While appreciating the novelty of applying attention in this domain, we noted that the specific architecture employed is relatively minimal. It utilizes stacked attention layers but omits several components commonly found in the original transformer model [@Vaswani2017], such as skip connections, layer normalization, or feed-forward blocks. We found these omissions interesting, since the transformer was the first architecture to fully leverage the power of attention mechanisms, and did so to great success in many distinct domains.

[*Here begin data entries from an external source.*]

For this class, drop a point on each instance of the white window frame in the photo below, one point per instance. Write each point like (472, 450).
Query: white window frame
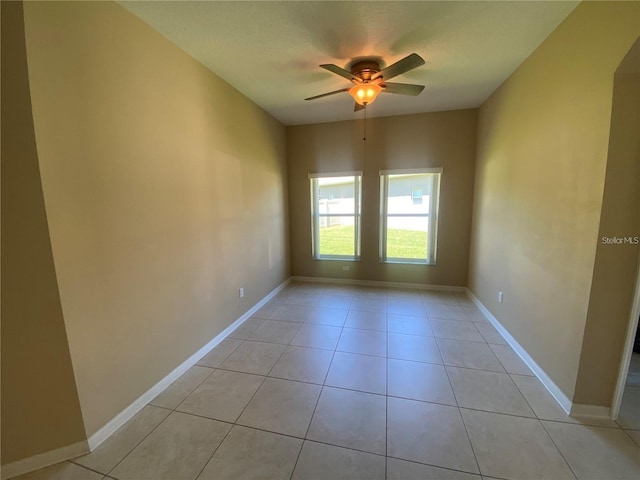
(316, 215)
(434, 204)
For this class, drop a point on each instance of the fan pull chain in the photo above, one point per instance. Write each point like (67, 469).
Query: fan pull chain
(364, 138)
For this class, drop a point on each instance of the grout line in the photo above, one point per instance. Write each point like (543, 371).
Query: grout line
(557, 449)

This led us to a very straightforward inquiry: Could the performance of the attention-based genotype-phenotype model proposed by @Rijal2025 be improved by replacing it with a standard transformer architecture?"

## The dataset

The experimental data used in @Rijal2025 comes from the work of @Ba2022, who performed a large-scale quantitative trait locus (QTL) study in yeast. In short, they measured the growth rates of ~100,000 yeast segregants across 18 conditions and for ~40,000 loci, creating a massive dataset suitable for mapping genotype to phenotype.

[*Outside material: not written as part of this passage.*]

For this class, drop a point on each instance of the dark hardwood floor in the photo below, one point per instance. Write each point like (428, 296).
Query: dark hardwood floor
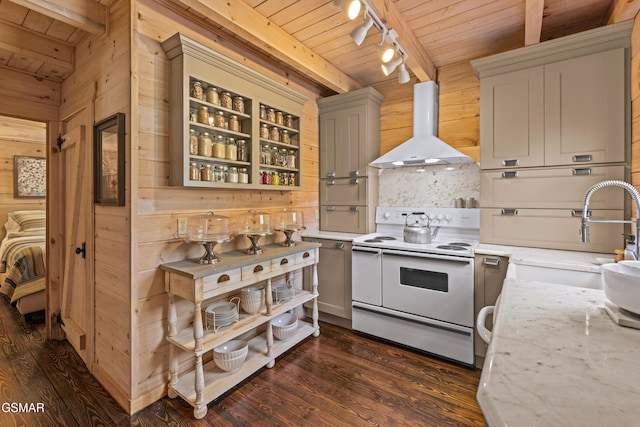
(337, 379)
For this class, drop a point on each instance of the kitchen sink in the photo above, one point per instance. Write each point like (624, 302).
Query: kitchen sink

Due to extensive linkage disequilibrium (LD), the loci in the dataset are highly correlated with each other. To create a set of independent loci, @Rijal2025 a defined a set of loci such that the correlation between the SNPs present at any pair of loci is less than 94%, resulting in a set of 1164 "independent" loci.

Unfortunately, they didn't provide this set of loci, nor the genotypic and phenotypic data used for training, so we located the [raw data](https://datadryad.org/dataset/doi:10.5061/dryad.1rn8pk0vd) that @Ba2022 originally uploaded alongside their study, then used [this notebook](https://github.com/Emergent-Behaviors-in-Biology/GenoPhenoMapAttention/blob/main/obtain_independent_loci.ipynb) uploaded by @Rijal2025 to recapitulate the 1164 loci. To save everyone else the trouble, we uploaded the train, test, and validation datasets we're *pretty sure* @Rijal2025 used in their study.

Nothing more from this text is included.